Tweede Wereldoorlog Tiger I Tank

De Tiger I was een Duitse zware tank die uitgebreide service zag tijdens de Tweede Wereldoorlog. Met het monteren van het 88 mm KwK 36 L / 56-pistool en het dikke pantser, bleek de Tiger formidabel in de strijd en dwong de geallieerden hun pantsertactiek te veranderen en nieuwe wapens te ontwikkelen om het tegen te gaan. Hoewel effectief op het slagveld, was de Tiger zwaar over-engineered waardoor het moeilijk te onderhouden en duur was om te produceren. Bovendien verhoogde het zware gewicht het brandstofverbruik, het beperkende bereik en maakte het het transport naar voren moeilijk. Een van de iconische tanks van het conflict, meer dan 1.300 Tiger Is werden gebouwd.

Design ontwikkeling

Ontwerpwerkzaamheden aan de Tiger I begon aanvankelijk in 1937 bij Henschel & Sohn in reactie op een oproep van het Waffenamt (WaA, Duitse legeragentschap) voor doorbraakvoertuig (Durchbruchwagen). In de toekomst werden de eerste Durchbruchwagen-prototypes een jaar later gedropt ten gunste van het volgen van de meer geavanceerde medium VK3001 (H) en zware VK3601 (H) ontwerpen. Baanbrekend in het overlappende en verweven hoofdwegwielconcept voor tanks, kreeg Henschel op 9 september 1938 toestemming van WaA om de ontwikkeling voort te zetten.
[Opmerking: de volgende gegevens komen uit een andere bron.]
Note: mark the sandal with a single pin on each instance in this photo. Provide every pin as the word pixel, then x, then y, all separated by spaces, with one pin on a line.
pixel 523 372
Het werk vorderde toen de Tweede Wereldoorlog begon met het ontwerp dat overging in het VK4501-project. Ondanks hun verbluffende overwinning in Frankrijk in 1940, vernam het Duitse leger snel dat zijn tanks zwakker en kwetsbaarder waren dan de Franse S35 Souma of de Britse Matilda-serie. Om dit probleem aan te pakken, werd op 26 mei 1941 een wapenvergadering belegd waar Henschel en Porsche werden gevraagd ontwerpen in te dienen voor een zware tank van 45 ton.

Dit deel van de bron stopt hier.